The next morning, we set off early for Mandalay. Myanmar's highway from Yangon reminded me more of China's provincial roads. As we neared Mandalay, cracks spiderwebbed across the asphalt. Some fissures had fresh patches, while smaller ones snaked unchecked, hinting at future fractures. The worst gaps stretched two to four fingers wide—neglect them, and disaster would follow. Closer to the city, the ground began to undulate, forming miniature canyons where the earth split unevenly.
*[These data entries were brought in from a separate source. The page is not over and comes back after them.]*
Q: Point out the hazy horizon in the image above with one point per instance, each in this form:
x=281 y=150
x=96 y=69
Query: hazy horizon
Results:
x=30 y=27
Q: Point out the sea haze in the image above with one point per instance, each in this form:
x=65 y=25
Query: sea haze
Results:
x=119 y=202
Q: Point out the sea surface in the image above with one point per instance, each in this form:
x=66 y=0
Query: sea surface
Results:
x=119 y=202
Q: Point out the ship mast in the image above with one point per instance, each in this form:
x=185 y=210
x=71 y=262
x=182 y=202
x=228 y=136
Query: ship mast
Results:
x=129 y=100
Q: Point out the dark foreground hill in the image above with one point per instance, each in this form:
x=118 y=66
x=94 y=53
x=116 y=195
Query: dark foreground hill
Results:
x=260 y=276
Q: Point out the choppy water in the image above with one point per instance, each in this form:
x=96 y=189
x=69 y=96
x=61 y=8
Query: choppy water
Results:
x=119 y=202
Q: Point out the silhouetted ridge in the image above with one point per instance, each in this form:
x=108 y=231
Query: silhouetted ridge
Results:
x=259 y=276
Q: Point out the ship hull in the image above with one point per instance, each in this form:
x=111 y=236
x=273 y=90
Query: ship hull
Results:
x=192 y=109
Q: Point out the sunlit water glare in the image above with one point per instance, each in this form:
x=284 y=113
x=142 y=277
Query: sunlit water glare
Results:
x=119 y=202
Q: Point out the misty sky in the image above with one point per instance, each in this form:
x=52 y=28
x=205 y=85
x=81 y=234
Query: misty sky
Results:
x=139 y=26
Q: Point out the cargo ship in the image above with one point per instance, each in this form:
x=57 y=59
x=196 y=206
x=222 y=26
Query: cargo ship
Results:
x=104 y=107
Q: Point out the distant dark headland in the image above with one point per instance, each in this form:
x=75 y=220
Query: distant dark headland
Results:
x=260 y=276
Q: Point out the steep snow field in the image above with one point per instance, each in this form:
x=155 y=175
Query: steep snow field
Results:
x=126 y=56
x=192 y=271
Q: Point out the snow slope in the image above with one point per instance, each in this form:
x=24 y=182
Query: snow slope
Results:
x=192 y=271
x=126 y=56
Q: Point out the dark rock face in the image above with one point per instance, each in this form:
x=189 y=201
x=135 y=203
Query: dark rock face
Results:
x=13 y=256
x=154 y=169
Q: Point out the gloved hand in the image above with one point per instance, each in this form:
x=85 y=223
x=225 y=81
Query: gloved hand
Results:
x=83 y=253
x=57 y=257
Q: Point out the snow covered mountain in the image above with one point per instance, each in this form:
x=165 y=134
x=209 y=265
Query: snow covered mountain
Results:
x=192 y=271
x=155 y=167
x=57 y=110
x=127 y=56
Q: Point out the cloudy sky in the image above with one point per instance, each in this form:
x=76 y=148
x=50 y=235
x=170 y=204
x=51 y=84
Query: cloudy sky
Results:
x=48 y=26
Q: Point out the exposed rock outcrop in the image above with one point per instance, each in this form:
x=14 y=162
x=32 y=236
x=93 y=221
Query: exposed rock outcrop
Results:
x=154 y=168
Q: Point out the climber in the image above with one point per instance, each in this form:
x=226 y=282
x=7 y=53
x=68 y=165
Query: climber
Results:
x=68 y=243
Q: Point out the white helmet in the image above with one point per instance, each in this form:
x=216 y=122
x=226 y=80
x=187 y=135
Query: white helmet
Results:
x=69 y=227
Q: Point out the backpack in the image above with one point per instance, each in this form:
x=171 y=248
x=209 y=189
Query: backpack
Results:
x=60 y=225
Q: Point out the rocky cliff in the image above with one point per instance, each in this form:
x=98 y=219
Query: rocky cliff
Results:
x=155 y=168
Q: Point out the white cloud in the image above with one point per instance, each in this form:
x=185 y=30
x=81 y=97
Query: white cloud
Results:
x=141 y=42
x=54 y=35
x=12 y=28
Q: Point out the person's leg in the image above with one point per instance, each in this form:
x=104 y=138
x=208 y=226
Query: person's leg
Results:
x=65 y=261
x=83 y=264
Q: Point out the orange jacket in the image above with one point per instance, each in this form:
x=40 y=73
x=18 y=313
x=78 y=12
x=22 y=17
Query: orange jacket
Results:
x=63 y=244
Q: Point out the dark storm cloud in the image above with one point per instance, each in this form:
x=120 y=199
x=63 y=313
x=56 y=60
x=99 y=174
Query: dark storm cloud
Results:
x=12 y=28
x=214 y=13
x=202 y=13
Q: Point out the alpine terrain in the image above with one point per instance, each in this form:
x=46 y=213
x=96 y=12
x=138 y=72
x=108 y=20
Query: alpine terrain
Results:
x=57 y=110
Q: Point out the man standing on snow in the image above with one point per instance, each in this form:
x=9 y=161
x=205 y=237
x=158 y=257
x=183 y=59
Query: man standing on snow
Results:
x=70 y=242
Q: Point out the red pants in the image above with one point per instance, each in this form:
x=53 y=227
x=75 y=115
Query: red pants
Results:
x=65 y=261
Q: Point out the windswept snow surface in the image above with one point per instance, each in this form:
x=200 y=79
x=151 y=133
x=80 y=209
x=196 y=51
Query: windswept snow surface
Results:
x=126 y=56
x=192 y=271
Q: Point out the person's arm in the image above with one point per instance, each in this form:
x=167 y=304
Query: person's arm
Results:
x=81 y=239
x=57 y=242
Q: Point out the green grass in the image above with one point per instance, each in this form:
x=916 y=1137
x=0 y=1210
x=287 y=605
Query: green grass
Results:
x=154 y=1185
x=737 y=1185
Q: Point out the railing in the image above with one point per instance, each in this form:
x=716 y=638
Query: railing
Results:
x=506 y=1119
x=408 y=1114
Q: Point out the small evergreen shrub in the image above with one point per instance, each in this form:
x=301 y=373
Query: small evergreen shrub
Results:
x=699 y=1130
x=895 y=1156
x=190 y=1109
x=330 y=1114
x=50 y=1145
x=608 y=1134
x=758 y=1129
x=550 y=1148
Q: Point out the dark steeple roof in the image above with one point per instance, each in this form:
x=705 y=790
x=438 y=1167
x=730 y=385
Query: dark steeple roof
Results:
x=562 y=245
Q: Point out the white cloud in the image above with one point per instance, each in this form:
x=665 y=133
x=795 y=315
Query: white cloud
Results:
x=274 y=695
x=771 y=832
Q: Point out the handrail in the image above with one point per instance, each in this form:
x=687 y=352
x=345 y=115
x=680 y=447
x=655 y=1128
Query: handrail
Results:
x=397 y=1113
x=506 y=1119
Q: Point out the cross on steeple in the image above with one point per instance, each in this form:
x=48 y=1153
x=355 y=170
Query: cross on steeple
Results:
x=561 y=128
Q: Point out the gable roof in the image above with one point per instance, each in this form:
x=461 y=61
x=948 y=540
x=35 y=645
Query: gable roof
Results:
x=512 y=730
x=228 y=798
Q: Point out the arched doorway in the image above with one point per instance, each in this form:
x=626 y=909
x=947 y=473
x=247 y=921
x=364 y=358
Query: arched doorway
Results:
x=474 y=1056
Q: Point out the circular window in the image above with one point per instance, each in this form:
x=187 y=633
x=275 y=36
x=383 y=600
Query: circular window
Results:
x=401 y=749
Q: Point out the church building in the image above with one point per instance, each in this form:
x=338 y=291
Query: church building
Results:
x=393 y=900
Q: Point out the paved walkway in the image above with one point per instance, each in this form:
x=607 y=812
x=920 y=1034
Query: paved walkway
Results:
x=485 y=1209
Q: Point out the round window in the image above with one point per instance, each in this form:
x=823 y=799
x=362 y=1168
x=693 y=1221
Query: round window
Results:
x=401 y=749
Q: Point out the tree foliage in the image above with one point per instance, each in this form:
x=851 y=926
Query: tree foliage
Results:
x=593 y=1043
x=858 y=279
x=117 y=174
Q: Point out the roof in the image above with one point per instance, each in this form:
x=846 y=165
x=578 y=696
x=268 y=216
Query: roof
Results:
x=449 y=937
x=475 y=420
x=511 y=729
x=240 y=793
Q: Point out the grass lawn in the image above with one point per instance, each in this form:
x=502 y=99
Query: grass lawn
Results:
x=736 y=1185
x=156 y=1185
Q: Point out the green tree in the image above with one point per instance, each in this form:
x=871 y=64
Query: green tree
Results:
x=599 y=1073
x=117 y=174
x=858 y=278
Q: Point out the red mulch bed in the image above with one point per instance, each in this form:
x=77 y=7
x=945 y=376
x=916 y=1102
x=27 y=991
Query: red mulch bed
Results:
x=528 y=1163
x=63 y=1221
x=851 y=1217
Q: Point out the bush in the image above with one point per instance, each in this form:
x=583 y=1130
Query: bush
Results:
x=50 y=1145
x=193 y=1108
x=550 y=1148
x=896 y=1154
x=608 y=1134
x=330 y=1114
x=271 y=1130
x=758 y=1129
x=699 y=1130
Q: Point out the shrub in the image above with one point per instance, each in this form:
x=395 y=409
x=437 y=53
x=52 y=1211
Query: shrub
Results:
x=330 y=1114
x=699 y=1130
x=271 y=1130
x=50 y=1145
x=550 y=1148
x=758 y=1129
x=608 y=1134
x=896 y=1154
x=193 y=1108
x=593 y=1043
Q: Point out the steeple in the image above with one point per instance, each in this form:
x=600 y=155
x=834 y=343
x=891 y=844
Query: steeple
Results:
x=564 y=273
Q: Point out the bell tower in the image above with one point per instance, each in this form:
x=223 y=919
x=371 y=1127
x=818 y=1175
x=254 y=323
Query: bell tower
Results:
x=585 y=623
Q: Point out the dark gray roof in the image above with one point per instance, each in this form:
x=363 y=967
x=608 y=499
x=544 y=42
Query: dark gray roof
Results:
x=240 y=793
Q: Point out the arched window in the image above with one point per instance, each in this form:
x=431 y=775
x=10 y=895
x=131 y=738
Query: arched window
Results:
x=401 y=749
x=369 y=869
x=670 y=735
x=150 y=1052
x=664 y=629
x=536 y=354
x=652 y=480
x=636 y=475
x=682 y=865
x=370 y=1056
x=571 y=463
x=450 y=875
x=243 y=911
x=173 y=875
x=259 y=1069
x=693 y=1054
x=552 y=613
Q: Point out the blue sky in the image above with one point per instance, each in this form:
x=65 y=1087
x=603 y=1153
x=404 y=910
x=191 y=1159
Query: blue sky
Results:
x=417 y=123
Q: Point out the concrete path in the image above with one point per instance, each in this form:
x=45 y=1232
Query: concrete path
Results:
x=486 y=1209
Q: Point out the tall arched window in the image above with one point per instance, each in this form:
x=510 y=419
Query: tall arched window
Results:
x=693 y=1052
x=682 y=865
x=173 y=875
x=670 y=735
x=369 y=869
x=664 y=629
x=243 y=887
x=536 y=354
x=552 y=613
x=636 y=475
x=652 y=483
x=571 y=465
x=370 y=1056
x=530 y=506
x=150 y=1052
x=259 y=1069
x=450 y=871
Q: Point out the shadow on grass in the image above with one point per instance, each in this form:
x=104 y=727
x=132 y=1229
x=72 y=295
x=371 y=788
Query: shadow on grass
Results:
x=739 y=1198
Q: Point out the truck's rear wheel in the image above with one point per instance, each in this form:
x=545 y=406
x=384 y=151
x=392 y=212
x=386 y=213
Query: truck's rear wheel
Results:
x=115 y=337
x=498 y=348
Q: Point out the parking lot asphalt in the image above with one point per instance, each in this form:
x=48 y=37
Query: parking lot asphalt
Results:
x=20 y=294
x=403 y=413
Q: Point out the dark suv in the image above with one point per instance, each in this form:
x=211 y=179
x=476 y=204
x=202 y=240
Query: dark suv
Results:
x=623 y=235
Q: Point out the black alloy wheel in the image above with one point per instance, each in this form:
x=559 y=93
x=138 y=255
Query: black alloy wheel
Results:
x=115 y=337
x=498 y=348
After 13 grueling hours, we entered Mandalay with a mix of exhilaration and unease. Crumbling buildings lined the outskirts. While the city's damage wasn't as catastrophic as rumors suggested, certain structures stood as grim reminders—collapsed roofs, walls sheared diagonally. My mind recoiled from imagining their final moments during the quake.
A silver lining: not all buildings were beyond repair. Pre-trip images had led me to expect a wasteland, but reality showed resilience amid ruin. The true heartache lay in the families huddled under makeshift tents along debris-strewn streets.

Our first stop was the Mandalay Yunnan Association of Myanmar, a community of Burmese-Chinese tracing roots to Yunnan merchants. In their compound, a large temporary tent housed Blue Sky Rescue Team's command center, flanked by volunteer teams, medics, and supply units. Stacks of water and relief materials filled the camp.
After a briefing with a team leader, urgent news arrived: signs of life detected in a rubble pile away from the camp. Within minutes, we were en route. Little did I know we'd spend eight relentless hours there.

That day and a half assaulted both my eyes and soul. I witnessed nature's terrifying might as well as humanity's luminous compassion—experiences etched permanently into memory. Before leaving Mandalay, we donated the remaining supplies to refugees on the roadside.
During the return trip to Yangon, I stared blankly at the now-repaired highway. The Burmese driver chewed betel nut as the overworked AC struggled against the scorching sun. My mind, however, still lingered in Mandalay's ruins. By the time I snapped back to reality, our plane had already left the Andaman Sea behind.

The mission was over. Life has to go on.
Though the tension had eased, my heart remained taut like an overstretched rubber band—slow to regain its original shape. Even as Myanmar faded below the clouds, the journey stayed vivid for me.